Die Werke von Martin Hörtnagl hatten von Anfang an und immer noch realistische und grafische Ansätze, dann wiederum taucht der Künstler in eine gewisse Skurrilität ein, wobei seine Figuren- und Fantasiekompositionen einen starken surrealistischen Hintergrund aufweisen. Fast impressionistisch hingegen weiden seine „Schafe“ auf der Leinwand: Figurativ, mit einem Hauch Surrealismus und mit einer großen Portion Symbolismus.

Inspiriert von lebensphilosophischen und aktuellen gesellschaftskritische Themen entstehen fein abgestimmte Bildszenarien.
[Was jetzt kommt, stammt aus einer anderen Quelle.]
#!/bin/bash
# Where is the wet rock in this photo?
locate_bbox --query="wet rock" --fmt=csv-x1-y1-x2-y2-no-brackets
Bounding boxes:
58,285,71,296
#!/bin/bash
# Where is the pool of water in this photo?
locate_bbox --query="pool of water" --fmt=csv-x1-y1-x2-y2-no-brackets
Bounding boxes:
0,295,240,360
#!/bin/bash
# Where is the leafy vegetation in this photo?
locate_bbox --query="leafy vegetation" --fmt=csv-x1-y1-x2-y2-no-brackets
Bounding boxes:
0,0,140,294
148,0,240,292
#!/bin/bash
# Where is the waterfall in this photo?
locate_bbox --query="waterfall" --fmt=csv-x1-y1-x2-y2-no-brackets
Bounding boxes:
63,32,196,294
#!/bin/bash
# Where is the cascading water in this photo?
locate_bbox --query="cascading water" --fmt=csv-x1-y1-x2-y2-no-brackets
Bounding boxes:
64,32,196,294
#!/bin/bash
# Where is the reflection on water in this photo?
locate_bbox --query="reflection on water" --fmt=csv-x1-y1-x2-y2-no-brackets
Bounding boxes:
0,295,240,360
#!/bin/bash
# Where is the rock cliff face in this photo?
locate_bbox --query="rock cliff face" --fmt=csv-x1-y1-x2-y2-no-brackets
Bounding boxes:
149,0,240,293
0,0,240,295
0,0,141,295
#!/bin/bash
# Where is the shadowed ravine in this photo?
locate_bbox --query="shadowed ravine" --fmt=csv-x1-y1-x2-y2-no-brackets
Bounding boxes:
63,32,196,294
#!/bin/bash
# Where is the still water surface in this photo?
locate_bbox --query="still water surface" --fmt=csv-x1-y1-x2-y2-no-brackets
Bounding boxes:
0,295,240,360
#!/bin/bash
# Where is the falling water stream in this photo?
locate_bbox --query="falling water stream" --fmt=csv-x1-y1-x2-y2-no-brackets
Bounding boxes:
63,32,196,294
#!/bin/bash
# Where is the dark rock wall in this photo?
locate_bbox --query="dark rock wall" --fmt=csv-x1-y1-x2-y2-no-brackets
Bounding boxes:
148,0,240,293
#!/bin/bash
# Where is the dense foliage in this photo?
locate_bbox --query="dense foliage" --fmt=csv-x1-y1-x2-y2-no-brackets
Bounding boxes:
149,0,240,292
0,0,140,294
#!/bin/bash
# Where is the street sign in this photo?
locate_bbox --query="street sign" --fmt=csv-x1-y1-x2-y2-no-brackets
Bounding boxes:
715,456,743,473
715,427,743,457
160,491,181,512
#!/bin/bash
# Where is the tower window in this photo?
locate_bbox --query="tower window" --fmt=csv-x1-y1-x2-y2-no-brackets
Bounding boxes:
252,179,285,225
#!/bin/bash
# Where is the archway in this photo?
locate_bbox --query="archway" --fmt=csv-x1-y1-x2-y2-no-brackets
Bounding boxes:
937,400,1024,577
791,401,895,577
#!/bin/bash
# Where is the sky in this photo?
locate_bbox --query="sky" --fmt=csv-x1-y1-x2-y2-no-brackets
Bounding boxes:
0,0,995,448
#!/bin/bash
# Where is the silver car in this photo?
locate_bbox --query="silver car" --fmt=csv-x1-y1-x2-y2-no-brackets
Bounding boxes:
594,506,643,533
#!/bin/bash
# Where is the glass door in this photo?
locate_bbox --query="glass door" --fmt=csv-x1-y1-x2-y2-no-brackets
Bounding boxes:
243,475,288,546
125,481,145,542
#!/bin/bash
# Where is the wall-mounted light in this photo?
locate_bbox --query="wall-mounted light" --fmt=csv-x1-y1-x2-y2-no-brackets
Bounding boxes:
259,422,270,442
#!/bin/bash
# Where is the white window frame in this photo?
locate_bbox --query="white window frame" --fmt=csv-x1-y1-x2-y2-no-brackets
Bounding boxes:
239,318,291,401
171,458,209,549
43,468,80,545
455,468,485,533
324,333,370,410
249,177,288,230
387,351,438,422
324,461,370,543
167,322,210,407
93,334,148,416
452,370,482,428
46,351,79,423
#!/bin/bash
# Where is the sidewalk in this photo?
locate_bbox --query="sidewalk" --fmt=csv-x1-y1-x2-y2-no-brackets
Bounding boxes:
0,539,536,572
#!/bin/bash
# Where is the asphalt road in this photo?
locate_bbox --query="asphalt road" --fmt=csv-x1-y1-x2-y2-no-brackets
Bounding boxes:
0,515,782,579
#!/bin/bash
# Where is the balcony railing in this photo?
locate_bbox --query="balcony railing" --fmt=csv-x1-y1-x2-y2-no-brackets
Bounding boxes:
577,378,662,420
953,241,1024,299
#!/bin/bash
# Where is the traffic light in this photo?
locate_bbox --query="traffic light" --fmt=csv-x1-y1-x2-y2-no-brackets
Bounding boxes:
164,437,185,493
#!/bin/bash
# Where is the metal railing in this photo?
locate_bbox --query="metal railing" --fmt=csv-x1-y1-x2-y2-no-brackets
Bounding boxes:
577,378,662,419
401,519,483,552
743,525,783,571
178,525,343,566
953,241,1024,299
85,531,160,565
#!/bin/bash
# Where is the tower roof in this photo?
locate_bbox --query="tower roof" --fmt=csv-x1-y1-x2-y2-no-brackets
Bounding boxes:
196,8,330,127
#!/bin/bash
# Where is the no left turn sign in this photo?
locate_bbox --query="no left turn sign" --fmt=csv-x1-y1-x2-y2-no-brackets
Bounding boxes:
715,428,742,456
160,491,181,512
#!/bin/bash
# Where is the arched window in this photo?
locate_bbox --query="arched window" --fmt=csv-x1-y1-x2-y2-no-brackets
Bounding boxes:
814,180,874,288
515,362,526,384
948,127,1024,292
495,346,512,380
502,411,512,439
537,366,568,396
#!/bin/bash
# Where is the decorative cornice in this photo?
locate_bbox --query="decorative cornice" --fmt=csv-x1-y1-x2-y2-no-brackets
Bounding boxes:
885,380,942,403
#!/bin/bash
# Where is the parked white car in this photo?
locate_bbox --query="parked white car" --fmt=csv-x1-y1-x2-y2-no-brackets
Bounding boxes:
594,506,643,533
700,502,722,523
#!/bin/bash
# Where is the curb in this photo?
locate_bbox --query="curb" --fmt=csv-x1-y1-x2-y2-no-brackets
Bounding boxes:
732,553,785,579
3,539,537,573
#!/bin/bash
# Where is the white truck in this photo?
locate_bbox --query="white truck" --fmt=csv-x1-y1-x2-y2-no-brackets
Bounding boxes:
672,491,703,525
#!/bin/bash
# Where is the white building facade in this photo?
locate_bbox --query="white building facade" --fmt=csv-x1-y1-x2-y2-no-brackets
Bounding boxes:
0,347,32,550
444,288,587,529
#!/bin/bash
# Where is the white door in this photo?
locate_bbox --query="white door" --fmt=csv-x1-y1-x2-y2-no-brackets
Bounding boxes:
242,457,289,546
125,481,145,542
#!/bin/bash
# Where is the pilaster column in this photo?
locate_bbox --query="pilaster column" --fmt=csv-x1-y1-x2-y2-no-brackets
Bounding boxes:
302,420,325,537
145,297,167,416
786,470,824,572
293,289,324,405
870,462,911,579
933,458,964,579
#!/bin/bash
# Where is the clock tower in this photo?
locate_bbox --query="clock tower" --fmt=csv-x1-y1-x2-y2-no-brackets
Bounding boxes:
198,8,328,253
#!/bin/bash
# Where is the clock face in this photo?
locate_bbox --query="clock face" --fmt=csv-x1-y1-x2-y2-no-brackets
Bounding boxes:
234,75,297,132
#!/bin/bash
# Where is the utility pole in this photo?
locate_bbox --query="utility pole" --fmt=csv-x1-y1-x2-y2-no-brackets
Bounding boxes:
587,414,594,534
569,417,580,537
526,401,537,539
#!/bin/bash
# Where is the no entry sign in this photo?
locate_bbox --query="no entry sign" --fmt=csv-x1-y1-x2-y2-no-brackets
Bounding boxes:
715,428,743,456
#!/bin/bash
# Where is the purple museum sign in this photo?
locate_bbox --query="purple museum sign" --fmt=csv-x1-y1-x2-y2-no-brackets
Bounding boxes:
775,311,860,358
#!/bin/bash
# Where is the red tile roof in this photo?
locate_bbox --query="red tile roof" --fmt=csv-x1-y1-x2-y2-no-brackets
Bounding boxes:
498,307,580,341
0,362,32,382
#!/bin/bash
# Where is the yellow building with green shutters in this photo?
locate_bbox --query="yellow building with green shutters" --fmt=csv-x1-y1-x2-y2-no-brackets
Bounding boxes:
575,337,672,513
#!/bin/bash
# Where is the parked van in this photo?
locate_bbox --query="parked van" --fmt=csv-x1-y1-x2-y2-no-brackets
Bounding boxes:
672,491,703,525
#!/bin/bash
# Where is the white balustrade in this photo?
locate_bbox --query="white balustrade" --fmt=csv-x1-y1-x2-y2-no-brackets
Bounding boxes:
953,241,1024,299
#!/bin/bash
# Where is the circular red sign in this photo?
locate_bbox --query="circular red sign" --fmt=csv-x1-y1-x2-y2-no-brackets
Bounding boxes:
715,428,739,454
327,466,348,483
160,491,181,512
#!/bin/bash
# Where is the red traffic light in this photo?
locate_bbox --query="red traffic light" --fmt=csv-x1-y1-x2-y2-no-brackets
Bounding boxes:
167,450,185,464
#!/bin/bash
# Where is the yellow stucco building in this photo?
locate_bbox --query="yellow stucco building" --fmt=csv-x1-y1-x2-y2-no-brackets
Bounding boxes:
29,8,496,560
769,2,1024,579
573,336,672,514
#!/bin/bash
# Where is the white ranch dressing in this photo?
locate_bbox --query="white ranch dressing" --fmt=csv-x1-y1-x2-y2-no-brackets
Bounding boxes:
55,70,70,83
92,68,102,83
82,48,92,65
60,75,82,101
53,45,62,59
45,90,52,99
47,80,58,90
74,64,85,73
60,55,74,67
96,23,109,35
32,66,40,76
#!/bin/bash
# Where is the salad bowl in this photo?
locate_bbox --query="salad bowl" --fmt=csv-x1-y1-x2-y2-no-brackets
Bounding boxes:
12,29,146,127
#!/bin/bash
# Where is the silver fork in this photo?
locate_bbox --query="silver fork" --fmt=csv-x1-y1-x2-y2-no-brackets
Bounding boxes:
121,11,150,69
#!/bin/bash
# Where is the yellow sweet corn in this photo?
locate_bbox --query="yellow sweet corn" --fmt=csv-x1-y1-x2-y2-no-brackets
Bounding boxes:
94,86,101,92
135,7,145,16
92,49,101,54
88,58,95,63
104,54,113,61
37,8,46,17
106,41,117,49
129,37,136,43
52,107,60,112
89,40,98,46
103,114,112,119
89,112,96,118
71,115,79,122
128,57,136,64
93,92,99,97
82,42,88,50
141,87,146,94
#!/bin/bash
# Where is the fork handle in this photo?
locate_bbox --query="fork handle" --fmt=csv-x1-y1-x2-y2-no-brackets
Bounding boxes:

Der Künstler möchte mit seinen Werken Geschichten erzählen, „Geschichten, die sich im besten Fall im Kopf des Betrachters zusammenfügen und einen bleibenden Eindruck hinterlassen.“ Dabei spielt das Schaf und der rote Faden in Form von Bänder, Fäden, Adern immer wieder ein große Rolle.

Ein weiteres Betätigungsfeld des Künstlers ist die Beschäftigung mit „Landart“. Das künstlerische Schaffen besteht aus der Auswahl vorgefundener Naturmaterialien welche in Anbindung an den umgebenden Landschaftsraum, arrangiert werden. Als Hilfsmittel dient meist die rote Schnur, welche in den Arbeiten von Hörtnagl generell eine große Rolle spielt und sich immer wieder und mit starker Symbolkraft durch seine Werke zieht.